Seems like it’s even easier, just join the meeting via browser.

I’m not familiar with a way to enforce this type of restriction in the browser.


From the Article, if only to be pedantic enough that I agree with 'yes a browser might work'

> The company plans to start rolling out this new Teams feature to Android, desktop, iOS, and web users worldwide in July 2025.

OTOH we will see if there's any type of weasel-wording on whether browser is in fact non-supported (i.e. will go to audio-only mode.)

The other possibility, is that every 'supported' platform has some form of DRM that results in the functionality working even on browser (just thinking out loud about DRM functionality possibilities) means Windows/MacOS/Android/iOS all work but everyone else is out of luck.


Browser DRM like WideVine and PlayReady do the enforcing

I've disabled DRM on my Firefox browser.

Sheesh, we've come to a state where browsers can no longer be referred to as "user agents".


Really? I didn't know it was possible to use DRM like WideVine for peer-to-peer video.

Teams is going through a central server and bouncing it out to participants, right?

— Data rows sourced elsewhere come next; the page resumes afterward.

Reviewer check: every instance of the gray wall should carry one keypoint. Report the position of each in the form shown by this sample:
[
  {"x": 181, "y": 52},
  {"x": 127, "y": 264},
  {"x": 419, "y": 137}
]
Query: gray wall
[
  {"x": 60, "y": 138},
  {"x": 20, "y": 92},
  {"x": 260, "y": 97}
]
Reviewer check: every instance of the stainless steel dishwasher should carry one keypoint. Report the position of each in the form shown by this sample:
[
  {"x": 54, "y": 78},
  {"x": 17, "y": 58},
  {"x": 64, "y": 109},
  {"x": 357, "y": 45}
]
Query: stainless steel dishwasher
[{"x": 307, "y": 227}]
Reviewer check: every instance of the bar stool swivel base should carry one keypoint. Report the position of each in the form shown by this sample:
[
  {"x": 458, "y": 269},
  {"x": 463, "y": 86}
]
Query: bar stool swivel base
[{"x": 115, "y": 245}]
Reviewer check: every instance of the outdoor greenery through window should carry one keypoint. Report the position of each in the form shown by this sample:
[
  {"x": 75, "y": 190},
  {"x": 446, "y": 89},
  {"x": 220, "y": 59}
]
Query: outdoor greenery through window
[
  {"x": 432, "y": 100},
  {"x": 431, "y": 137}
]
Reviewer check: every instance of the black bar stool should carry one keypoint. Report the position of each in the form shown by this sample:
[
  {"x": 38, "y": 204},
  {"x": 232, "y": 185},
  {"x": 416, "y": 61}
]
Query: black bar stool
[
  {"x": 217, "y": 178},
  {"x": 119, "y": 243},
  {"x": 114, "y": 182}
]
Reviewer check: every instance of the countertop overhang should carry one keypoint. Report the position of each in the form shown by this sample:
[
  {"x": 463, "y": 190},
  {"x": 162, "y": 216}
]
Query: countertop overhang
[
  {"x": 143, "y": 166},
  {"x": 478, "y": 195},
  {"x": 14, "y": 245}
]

Not p2p.

I thought Teams was a reskin of Skype so whatever they used to do…

Same way Netflix does I’m sure.

The things you mention are a dream for most corporate employees, where everything is locked on their computers.

They will just make photos using their phones.


"Easily" is temporary. There's already zero way to capture protected pixels on iOS. Cabled mirroring, screen casting, airplay, they're all blocked. Messaging apps are capitalizing on this with "screenshot protection for temporary media". Netflix has been doing it for ages. Jailbreak? Detected and blocked as "insecure device"

Maybe you can do it on not-iOS, until your insecure setup will be blocked by the server. Cat and mouse until there's 3 mice in the whole world.


Ran into this “feature” this week. So instead of grabbing a screen cap from my VDI I have to grab it from my primary OS and then email myself the image to cross that corp “boundary”. They recently disabled copy and paste between my computer and the VDI session as well.

Wouldn’t HDCP prevent viewing content on another device? I assume that is what technology they would use to implement this.